The Baud Rate divisor is a 16-bit value that is set by setting Data Latch Least (DLL) and Data Latch Most (DLM) registers which store the 8 least and most significant values respectively. These are located at 0x0 and 0x1 respectively. These conflict with some other registers, and the way we tell UART to access these is by setting the Divisor Latch Access Bit (DLAB) (bit 7) of LCR.

static void
set_baudrate_div(uint16_t div)
{
	SET(UART_LCR, 7); // Set DLAB
 
	*UART_DLM = div >> 8;
	*UART_DLL = div & BITMASK_LOWER_N(8);
 
	UNSET(UART_LCR, 7); // Set DLAB // Unset DLAB
}

According to the specification, the divisor (div) can be calculated by div = ceil(UART_CLK_HZ / (16 * UART_BAUD_RATE)) which calculates to be 592 for QEMU as the global clock rate is 22.729 MHz.

Resetting BSS

Variables can be added into the linker script and can be used by the C program (or assembly). One way to use these is to reset the entire BSS area.

/* ... */
    .bss : {
        PROVIDE(_sbss = .);
        *(.sbss .sbss.*)
        *(.bss .bss.*)
        PROVIDE(_ebss = .);
    } >RAM :bss
/* ... */

Linker variables are slightly weird, due to the way the symbol tables differ in linker table. _sbss is one such variable the linker file exposes that we can use in C file. Normally, we use extern data_type_t my_variable and using it normally like a variable will give us the value stored in it.
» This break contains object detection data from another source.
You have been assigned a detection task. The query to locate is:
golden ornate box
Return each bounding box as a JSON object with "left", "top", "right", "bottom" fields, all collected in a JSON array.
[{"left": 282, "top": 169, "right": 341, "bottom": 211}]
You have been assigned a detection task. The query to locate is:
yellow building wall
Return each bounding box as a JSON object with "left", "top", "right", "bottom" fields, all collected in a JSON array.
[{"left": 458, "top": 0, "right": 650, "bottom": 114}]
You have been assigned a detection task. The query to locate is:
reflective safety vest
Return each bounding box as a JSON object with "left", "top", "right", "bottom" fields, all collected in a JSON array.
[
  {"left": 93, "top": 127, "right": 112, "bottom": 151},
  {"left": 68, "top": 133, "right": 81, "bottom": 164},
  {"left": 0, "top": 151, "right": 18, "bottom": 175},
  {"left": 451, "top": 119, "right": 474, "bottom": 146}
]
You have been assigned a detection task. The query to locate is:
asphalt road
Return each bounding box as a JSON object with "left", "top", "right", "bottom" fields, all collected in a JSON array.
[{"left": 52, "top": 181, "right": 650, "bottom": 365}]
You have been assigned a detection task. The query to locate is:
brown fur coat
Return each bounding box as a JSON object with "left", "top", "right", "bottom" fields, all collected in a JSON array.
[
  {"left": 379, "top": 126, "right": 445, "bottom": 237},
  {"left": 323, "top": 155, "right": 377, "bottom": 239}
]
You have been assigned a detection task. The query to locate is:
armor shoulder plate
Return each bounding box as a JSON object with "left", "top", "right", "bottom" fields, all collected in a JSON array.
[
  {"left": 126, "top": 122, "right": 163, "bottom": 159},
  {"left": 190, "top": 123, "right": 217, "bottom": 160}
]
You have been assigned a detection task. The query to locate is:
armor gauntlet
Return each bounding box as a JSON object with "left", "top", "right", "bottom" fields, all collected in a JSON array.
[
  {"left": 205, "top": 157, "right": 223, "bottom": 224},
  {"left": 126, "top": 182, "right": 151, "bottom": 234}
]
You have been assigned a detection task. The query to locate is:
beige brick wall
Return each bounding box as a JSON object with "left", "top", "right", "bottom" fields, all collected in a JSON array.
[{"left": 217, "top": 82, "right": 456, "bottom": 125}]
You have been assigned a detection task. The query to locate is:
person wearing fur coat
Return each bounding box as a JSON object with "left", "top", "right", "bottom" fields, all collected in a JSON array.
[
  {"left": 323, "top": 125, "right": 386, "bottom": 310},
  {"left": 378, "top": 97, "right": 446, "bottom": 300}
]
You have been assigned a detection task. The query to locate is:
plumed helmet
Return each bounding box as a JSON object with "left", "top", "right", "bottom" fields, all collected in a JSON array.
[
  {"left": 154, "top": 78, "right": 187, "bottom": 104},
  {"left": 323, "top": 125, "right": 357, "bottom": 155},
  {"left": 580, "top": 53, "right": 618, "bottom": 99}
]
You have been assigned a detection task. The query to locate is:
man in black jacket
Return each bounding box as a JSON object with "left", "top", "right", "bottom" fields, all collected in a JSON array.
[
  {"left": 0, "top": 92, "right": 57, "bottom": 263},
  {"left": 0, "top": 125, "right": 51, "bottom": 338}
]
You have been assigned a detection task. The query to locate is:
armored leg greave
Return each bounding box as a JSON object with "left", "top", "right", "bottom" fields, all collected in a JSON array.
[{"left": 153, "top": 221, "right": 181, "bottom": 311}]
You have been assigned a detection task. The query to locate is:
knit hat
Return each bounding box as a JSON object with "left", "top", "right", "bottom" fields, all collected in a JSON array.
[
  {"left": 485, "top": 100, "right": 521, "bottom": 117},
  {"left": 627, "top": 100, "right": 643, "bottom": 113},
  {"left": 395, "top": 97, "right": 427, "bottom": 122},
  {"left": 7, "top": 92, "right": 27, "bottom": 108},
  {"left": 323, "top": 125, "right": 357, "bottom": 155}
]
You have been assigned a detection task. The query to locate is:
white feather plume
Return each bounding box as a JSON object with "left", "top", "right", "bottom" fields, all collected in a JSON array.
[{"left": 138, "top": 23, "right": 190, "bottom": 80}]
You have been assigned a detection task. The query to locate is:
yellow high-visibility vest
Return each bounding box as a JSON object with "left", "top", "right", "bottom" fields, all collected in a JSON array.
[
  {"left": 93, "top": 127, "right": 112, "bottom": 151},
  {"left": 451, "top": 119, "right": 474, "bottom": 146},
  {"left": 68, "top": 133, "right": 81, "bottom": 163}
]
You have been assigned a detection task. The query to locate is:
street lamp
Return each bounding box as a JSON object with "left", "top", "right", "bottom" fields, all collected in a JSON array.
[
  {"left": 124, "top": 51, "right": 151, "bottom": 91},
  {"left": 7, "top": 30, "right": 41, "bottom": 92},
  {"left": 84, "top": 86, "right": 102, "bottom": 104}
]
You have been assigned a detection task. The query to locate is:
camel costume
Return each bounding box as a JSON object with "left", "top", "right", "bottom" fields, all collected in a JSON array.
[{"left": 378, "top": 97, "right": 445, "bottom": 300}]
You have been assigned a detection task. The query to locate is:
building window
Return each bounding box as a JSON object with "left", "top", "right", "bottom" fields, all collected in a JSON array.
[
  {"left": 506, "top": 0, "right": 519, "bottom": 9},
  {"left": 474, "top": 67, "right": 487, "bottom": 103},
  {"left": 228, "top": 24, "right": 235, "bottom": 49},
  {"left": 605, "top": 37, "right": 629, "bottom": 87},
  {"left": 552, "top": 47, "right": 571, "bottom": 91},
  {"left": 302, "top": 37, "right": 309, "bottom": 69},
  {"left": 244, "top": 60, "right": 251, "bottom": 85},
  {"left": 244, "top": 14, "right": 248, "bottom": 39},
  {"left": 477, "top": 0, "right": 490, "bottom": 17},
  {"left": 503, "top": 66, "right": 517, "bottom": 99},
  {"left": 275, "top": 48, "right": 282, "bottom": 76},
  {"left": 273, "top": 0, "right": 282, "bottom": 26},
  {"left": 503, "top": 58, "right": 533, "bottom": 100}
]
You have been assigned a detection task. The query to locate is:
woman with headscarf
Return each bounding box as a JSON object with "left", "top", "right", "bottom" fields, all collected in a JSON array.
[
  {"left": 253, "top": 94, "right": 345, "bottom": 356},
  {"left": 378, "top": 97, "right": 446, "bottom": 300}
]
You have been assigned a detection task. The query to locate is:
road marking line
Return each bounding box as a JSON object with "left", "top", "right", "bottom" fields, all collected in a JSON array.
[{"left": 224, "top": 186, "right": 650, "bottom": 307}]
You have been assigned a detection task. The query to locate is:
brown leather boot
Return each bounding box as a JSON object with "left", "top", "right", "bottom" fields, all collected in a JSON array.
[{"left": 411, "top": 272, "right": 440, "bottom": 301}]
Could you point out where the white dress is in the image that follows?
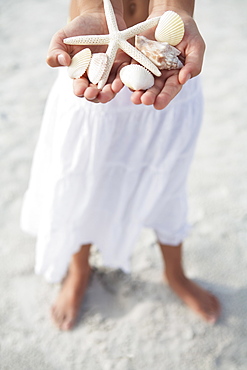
[21,69,203,282]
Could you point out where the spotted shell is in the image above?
[68,48,92,78]
[120,64,154,90]
[155,10,184,46]
[135,36,183,70]
[87,53,108,85]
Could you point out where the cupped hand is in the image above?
[47,11,130,103]
[131,13,205,109]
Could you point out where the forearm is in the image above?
[70,0,123,18]
[149,0,195,16]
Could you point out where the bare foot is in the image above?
[51,266,91,330]
[165,272,221,324]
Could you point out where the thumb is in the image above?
[178,43,205,85]
[46,30,71,67]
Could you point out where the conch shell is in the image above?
[155,10,184,46]
[120,64,154,90]
[135,36,183,69]
[68,48,92,78]
[87,53,108,85]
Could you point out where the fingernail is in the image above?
[57,54,67,66]
[185,73,191,84]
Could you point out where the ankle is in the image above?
[164,266,186,280]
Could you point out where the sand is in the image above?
[0,0,247,370]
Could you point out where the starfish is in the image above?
[63,0,161,89]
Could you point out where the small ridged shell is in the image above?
[68,48,92,78]
[120,64,154,90]
[87,53,108,85]
[135,36,183,70]
[155,10,184,46]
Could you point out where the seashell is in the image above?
[120,64,154,90]
[135,36,183,69]
[155,10,184,46]
[87,53,108,85]
[68,48,92,78]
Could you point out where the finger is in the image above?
[73,77,90,97]
[179,40,205,85]
[97,84,116,104]
[111,62,129,94]
[131,90,144,105]
[141,76,164,105]
[154,74,182,110]
[84,84,100,102]
[46,30,71,67]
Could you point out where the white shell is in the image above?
[87,53,108,85]
[135,36,183,70]
[120,64,154,90]
[68,48,92,78]
[155,10,184,46]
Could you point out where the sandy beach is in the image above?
[0,0,247,370]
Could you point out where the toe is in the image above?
[61,315,75,330]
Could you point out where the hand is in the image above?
[47,11,130,103]
[131,13,205,109]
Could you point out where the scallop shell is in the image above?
[87,53,108,85]
[155,10,184,46]
[120,64,154,90]
[68,48,92,78]
[135,36,183,69]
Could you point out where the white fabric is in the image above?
[21,71,202,282]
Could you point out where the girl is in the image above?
[21,0,220,330]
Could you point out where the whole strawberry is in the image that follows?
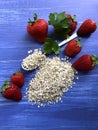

However, the value we associate with a linker variable is actually the memory address of that variable due to the symbol table of the linker.

extern uint8_t _sbss;
extern uint8_t _ebss;
 
void clear_bss(void) {
    uint8_t *bss_start = &_sbss;
    uint8_t *bss_end = &_ebss;
 
    for (uint8_t *ptr = bss_start; ptr < bss_end; ptr++)
        *ptr = 0;
}

This can be done in assembly right before jumping to kernel as well, but it's easier in C, and we can jump to clear_bss right before jumping the kernel (the compiled assembly will return back to the boot assembly after clear_bss is completed).